The domain of a quadratic function is all possible x-values, which is always all real numbers \( -\infty < x < \infty \). The range of a quadratic function depends on whether it opens upwards or downwards. Since the function \( f(x) = -3x^2 + 3x - 2 \) opens downwards with a vertex at \((\frac{1}{2}, -0.625)\), the range is all y-values less than or equal to \(-0.625\): \( -\infty < y \leq -0.625 \).

increasing and decreasing intervals

A function increases on an interval where its graph rises as \(x\) increases, and decreases on an interval where its graph falls. For the quadratic function \( f(x) = -3x^2 + 3x - 2 \), the interval where the function is increasing is \( -\infty < x < \frac{1}{2} \) since it rises toward the vertex. After reaching the vertex, it decreases on the interval \( \frac{1}{2} < x < \infty \).

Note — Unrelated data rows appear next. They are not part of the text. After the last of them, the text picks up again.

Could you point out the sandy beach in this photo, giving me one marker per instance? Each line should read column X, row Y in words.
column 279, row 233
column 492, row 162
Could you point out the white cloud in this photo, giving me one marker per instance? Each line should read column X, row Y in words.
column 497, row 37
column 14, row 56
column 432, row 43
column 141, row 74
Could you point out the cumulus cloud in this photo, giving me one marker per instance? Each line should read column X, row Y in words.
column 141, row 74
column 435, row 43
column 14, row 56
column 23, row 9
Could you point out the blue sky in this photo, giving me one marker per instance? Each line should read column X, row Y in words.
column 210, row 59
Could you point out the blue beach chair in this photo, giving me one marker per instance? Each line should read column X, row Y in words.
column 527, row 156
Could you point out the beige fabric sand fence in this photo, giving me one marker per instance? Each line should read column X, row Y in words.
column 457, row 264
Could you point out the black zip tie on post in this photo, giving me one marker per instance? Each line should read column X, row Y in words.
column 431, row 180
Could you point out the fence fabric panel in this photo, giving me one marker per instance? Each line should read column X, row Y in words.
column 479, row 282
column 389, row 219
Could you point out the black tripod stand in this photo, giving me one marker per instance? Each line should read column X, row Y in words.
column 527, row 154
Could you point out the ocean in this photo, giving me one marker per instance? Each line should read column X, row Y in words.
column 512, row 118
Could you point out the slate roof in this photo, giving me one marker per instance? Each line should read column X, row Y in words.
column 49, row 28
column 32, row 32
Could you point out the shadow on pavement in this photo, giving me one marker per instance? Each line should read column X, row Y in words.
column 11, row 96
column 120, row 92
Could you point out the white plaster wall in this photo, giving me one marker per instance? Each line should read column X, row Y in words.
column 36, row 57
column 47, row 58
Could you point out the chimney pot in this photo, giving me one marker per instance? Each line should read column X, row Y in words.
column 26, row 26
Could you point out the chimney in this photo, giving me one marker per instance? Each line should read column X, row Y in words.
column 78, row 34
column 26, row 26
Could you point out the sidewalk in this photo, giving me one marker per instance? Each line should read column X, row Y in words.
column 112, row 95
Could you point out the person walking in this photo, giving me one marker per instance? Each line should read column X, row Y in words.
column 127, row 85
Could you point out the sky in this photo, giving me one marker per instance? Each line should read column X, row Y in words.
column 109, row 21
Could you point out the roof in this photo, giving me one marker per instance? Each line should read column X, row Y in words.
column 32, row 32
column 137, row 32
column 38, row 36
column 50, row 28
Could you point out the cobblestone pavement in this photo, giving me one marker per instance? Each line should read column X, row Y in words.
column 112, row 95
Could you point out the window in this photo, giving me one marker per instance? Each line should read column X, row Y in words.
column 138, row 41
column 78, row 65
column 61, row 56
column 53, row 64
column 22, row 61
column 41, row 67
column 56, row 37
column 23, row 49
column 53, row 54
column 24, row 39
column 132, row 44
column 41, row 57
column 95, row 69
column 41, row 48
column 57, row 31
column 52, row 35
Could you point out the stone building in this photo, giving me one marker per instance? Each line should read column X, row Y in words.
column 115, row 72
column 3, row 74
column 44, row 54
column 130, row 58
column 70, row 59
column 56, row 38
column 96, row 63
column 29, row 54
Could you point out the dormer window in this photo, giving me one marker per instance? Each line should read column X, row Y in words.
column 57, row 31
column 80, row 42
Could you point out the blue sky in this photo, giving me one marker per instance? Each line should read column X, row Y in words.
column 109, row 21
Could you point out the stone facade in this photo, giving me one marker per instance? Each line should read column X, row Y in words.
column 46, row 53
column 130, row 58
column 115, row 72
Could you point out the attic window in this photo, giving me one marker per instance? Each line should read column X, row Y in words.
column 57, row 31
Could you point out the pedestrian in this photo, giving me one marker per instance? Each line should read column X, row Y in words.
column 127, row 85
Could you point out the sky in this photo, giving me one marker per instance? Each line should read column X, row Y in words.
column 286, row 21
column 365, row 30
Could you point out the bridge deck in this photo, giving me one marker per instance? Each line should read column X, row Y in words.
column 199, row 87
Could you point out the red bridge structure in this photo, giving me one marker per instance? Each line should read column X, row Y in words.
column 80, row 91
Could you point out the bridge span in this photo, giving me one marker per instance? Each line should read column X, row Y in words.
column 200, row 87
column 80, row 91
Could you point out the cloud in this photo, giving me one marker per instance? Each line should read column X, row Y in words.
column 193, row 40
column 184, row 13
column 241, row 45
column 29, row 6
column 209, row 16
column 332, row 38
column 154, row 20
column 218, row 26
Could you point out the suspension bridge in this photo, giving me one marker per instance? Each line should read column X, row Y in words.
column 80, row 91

function positivity and negativity

To determine where a quadratic function is positive (where \( f(x) > 0 \)) and negative (where \( f(x) < 0 \)), observe its vertex and concavity. For \( f(x) = -3x^2 + 3x - 2 \), the maximum point is at the vertex. Since the function is concave down and the vertex is at \( x = \frac{1}{2} \), it will be positive where \( x < \frac{1}{2} \) and negative after \( x > \frac{1}{2} \).